"Positive thoughts equal a positive outcome. Negative thoughts equal a negative outcome."
From a young age, this was the motto drilled into my brain by my family. As a young child, I really took this to heart. Bad things happened to people who had bad thoughts. So, negative feelings and emotions were the enemy, which was the message I came to internalize from this saying. And who can blame me? At first glance, the logic seems pretty reasonable.
As I grew older, I became accustomed to hearing other sayings from various places within my community, places like my church and school, echoing the same sentiments. Repeatedly, I was warned to "avoid people with negative energy," and "smile more, act happy." And my personal favorite, "Nobody likes a Debbie downer." And they're right. Generally speaking, nobody likes to hang out with someone who is constantly downcast or carries with them a negative demeanor. As humans, happiness is a trait we all search for; it's universal. Naturally, we are drawn to people who radiate positive energy, or at least seem happy. But as innocent and helpful as these sayings appear, these all-too common tips are far from harmless.
The reality is, nobody is happy at every hour and every second of the day. Life throws curve balls at every single one of us at some point and there will always be that "bad day." But because of my motto, I began to feel like I wasn't allowed to have a bad day. I felt as though I had to be happy all the time, I couldn't let any negative thoughts consume me. But when something inevitably bothered me, I didn't feel like I had a right to feel the way I did. This led to guilt and frustration for feeling anything other than happy. So, whether I was sad, angry or hurt, I kept my emotions in. I continued to avoid my negative thoughts and feelings, tried to shut it out so that I wouldn't alienate myself from other people by seeming unhappy. That lack of acknowledgment and avoidance became my coping mechanism. But in doing so, those bad feelings kept growing, and the only person I was hurting was myself.
In fact, I'm not the only one. Their are many people who choose to suppress their negative emotions, which can have damaging effects. According to mySahana, "Effects of consistent emotion suppression include increased physical stress on your body, including high blood pressure, increased incidence of diabetes and heart disease. In addition, people who engage in emotion suppression regularly rare more likely to experience stiff joints, bone weakness and more illnesses due to lowered immunity." Research has also shown that those who choose to suppress negative emotions in particular are at a much greater risk for experiencing high anxiety and depression later in life.

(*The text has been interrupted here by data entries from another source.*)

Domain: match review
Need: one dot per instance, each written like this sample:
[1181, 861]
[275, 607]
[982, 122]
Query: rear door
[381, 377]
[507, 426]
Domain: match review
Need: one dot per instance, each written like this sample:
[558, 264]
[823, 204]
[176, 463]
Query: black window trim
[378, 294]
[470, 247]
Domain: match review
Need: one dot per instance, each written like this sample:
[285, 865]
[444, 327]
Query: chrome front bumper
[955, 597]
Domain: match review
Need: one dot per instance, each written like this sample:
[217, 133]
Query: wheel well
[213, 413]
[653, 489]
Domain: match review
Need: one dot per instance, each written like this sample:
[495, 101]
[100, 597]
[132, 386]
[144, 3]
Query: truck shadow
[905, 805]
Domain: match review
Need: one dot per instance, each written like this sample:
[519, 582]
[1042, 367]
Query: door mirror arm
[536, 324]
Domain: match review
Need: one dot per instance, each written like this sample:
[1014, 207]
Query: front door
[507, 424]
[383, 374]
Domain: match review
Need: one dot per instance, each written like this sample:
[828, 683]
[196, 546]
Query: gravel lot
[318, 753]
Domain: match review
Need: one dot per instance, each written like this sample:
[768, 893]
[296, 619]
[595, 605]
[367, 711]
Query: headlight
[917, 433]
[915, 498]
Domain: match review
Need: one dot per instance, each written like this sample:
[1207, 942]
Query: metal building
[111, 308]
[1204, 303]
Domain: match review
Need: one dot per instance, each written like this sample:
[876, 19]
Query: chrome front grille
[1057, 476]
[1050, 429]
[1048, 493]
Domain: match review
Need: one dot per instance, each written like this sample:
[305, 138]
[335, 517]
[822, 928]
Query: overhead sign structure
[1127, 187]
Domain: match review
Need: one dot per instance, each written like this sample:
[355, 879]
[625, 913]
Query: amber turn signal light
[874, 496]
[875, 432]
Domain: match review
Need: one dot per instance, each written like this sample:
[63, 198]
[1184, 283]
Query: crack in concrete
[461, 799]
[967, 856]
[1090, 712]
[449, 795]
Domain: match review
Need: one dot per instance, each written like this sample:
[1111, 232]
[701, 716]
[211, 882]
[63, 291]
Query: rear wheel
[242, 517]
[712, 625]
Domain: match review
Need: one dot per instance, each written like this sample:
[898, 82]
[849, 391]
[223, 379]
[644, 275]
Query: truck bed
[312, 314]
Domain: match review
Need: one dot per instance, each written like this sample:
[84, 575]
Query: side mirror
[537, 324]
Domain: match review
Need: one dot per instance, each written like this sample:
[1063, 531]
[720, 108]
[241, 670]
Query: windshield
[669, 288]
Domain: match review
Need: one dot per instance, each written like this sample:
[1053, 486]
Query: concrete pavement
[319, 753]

In a series of studies testing college students, the reports found that "although the use of emotional suppression can be socially beneficial, it can also cause impairment to cognitive functioning." This means a drop in your grades. Not only does avoiding your emotions lead to mental health and cognitive issues, but it can take years off of your life, leading to an earlier death.
It should also be noted that bad days are not exclusive to one specific race, gender, age or identity. Negative emotions can be felt by anyone at any time. However, males in particular are encouraged not to express their emotions, citing the "Man Box" as a tool used to perpetuate emotional suppression.
It's impossible to deal with and overcome negative emotions if you cannot acknowledge that they exist in the first place. I still wholeheartedly believe wallowing in self-pity or bad feelings won't do anyone any good, but complete avoidance and suppression isn't the answer either.
As children, we're encouraged to exercise, get plenty of sleep and eat our vegetables. Why isn't that same level of concern for our overall physical well-being shown for our mental health?
There is an entire range of emotions meant to be felt. And I've come to learn that it's okay to not be okay all the time. Nobody wants to feel pain. But avoiding bad feelings will only make things worse. Those feelings will resurface. We need to promote a society in which we allow people to acknowledge their negative emotions without shame or stigma attached to it. Only then can bad thoughts and feelings be overcome because the road to happiness does not exclude unhappiness.